Security
Hiloop uses end-to-end encryption so the server never sees plaintext content. Not in transit, not at rest, not in logs, not in backups.
Overview
Every piece of content flowing through Hiloop is encrypted on the sender's device and decrypted on the recipient's device. The server is a relay for ciphertext only. This zero-trust model means that even if the server were fully compromised, attackers would get nothing but encrypted blobs.
Key exchange
Hiloop uses ECDH (X25519) key agreement. Every agent and user has an asymmetric keypair. When two parties need to communicate, their public keys are exchanged and a shared secret is derived.
For multi-recipient encryption, Hiloop uses space-level keys. A space key is wrapped to each participant's public key, so any member of the space can decrypt content without needing separate key agreements for every pair.
Content encryption
Content is encrypted with AES-256-GCM using keys derived via HKDF from the ECDH shared secret.

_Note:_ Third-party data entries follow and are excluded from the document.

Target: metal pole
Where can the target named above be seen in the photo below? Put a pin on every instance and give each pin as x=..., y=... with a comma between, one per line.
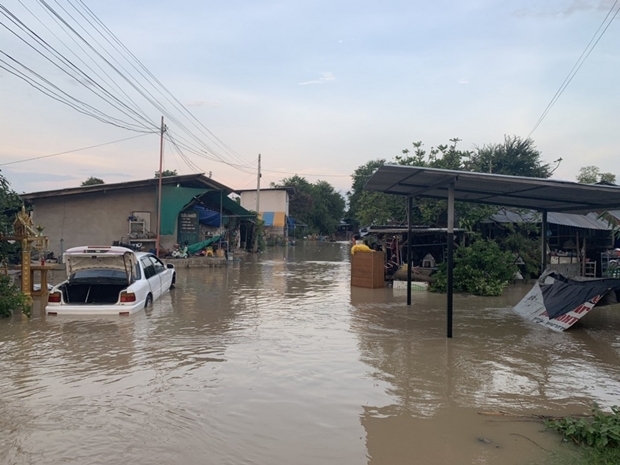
x=543, y=240
x=409, y=236
x=255, y=248
x=161, y=166
x=450, y=257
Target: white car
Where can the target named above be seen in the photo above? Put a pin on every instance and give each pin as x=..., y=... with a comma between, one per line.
x=109, y=280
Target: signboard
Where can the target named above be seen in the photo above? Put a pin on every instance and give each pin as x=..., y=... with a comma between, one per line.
x=188, y=231
x=534, y=308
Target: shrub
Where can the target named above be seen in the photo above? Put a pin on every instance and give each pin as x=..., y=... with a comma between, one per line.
x=480, y=268
x=600, y=431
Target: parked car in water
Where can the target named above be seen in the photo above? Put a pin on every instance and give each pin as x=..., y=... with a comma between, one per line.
x=109, y=280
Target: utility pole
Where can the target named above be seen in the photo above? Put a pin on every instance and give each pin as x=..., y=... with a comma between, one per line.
x=255, y=247
x=161, y=166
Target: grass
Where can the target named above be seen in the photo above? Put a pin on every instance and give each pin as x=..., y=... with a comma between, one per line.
x=570, y=454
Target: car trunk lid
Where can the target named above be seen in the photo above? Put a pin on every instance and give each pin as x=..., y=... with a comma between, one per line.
x=100, y=257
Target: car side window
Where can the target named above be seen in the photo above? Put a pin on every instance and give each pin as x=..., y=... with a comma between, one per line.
x=138, y=273
x=149, y=268
x=159, y=266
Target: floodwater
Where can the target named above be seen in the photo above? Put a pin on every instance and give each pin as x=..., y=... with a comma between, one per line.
x=275, y=359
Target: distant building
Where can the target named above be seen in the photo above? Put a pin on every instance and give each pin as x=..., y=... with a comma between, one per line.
x=273, y=206
x=192, y=207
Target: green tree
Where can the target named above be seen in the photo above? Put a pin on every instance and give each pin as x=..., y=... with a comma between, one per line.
x=318, y=204
x=92, y=181
x=360, y=177
x=515, y=157
x=166, y=173
x=328, y=208
x=11, y=298
x=592, y=174
x=10, y=204
x=481, y=268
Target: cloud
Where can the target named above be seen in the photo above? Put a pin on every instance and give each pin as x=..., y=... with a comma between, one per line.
x=202, y=103
x=568, y=9
x=325, y=77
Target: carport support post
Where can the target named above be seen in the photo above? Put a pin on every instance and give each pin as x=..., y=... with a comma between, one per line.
x=450, y=256
x=543, y=242
x=409, y=235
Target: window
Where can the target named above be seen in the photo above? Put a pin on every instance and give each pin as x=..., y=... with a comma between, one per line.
x=159, y=266
x=149, y=267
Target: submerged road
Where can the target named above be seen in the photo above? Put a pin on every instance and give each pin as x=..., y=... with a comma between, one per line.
x=275, y=359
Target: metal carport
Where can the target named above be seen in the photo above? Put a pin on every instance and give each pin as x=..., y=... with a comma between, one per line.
x=539, y=194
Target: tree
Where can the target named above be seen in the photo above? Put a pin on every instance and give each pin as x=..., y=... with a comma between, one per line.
x=92, y=181
x=318, y=204
x=360, y=177
x=11, y=298
x=10, y=204
x=592, y=174
x=515, y=156
x=166, y=173
x=481, y=268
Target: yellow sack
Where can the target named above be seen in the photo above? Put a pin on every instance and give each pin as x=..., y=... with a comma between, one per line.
x=360, y=248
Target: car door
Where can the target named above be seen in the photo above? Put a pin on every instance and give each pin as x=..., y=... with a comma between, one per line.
x=152, y=277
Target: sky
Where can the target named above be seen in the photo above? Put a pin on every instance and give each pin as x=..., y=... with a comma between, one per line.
x=318, y=88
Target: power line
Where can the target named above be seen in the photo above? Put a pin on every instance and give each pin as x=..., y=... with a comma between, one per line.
x=580, y=61
x=104, y=86
x=73, y=151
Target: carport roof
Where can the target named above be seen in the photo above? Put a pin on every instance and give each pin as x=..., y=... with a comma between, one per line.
x=496, y=189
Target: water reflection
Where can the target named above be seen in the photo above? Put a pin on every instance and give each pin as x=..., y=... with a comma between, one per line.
x=275, y=359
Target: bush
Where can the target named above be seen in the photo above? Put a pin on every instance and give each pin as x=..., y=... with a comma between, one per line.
x=602, y=430
x=480, y=268
x=11, y=298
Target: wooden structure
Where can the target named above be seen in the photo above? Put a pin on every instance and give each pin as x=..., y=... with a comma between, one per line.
x=368, y=269
x=24, y=232
x=543, y=195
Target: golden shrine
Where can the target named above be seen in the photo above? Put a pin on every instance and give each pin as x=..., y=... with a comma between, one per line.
x=30, y=237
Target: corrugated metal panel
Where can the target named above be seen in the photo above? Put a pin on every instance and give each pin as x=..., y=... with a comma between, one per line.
x=577, y=221
x=564, y=219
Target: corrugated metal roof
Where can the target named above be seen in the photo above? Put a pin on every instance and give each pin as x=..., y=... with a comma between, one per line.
x=589, y=221
x=549, y=195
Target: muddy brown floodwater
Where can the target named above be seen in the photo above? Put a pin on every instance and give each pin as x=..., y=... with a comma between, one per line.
x=275, y=359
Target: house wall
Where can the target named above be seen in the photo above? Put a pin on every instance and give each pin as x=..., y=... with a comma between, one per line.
x=97, y=218
x=270, y=201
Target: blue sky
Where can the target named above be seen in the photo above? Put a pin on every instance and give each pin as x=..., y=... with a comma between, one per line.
x=319, y=88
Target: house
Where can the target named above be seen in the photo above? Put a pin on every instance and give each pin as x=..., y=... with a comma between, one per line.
x=193, y=207
x=273, y=204
x=576, y=244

Each content field is individually wrapped with the recipient's public key, producing a self-contained ciphertext envelope.

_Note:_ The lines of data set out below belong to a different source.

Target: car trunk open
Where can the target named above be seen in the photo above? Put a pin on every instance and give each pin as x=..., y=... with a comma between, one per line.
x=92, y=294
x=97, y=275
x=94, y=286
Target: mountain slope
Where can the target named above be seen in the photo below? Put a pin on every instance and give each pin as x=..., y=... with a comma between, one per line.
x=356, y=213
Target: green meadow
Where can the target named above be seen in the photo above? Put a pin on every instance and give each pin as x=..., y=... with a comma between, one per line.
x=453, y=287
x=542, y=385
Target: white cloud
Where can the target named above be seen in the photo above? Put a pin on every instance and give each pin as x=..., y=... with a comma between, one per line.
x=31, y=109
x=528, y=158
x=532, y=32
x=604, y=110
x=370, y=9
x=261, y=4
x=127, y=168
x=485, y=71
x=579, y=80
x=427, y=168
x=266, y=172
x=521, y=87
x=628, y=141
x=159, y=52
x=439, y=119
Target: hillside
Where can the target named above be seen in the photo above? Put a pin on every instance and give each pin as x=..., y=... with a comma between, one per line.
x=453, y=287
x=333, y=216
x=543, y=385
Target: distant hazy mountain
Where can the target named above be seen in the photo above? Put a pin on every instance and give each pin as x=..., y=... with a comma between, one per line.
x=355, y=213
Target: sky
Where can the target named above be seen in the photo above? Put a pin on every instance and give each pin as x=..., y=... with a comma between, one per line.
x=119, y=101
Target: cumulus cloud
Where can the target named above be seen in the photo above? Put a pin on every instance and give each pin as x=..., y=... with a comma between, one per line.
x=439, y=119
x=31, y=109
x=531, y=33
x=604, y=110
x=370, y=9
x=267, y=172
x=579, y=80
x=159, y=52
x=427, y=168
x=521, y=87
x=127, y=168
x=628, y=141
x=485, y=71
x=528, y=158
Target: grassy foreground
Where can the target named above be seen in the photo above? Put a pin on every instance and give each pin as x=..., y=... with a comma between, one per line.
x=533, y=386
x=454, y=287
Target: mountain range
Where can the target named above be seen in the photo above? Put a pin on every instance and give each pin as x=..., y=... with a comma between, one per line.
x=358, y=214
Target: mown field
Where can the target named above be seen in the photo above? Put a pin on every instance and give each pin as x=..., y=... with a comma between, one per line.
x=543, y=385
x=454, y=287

plaintext ↓ ECDH (sender private + recipient public) → shared secret ↓ HKDF (shared secret) → AES key + IV ↓ AES-256-GCM encrypt ciphertext + auth tag + content wrapping
What's encrypted
| Category | Status |
|---|---|
| Titles & descriptions | Encrypted |
| Messages & responses | Encrypted |
| Form data & payment details | Encrypted |
| Attachments & review feedback | Encrypted |
| Type, priority, status, timestamps | Plaintext |
| Participant IDs & routing targets | Plaintext |
Metadata fields remain plaintext because the server needs them for routing, billing, and status management. They contain no user content.
Key rotation
Agents and users can rotate their encryption keys at any time. When keys are rotated,
new content uses the new key. Old content remains decryptable because content wrappings
include the recipientKeyId and senderKeyId,
allowing the system to look up historical keys for decryption.
Transport security
All API calls use TLS 1.3. Human users authenticate via
JWT tokens (short-lived, with refresh rotation). Agents authenticate via
API keys sent in the X-API-Key header.
Both paths enforce rate limiting and brute-force protections.
Zero-knowledge server
The Hiloop server stores only ciphertext. There is no server-side decryption key. Database backups, logs, and monitoring data contain no plaintext content. Even Hiloop engineers with full database access cannot read your interactions, messages, or attachments.
Password-derived keys
User encryption keys are derived from their password using PBKDF2 with 600,000 iterations. The derivation produces two outputs: a key encryption key (KEK) that wraps the user's private key, and an auth secret sent to the server for authentication. The server never receives the password or the KEK -- only the auth secret.
SDK handles encryption
Developers never need to implement encryption themselves. The Hiloop SDKs (Python, TypeScript, Deno) handle encryption transparently -- content is encrypted before sending and decrypted after receiving. The MCP server also handles its own encryption independently. From a developer's perspective, you work with plaintext and the SDK does the rest.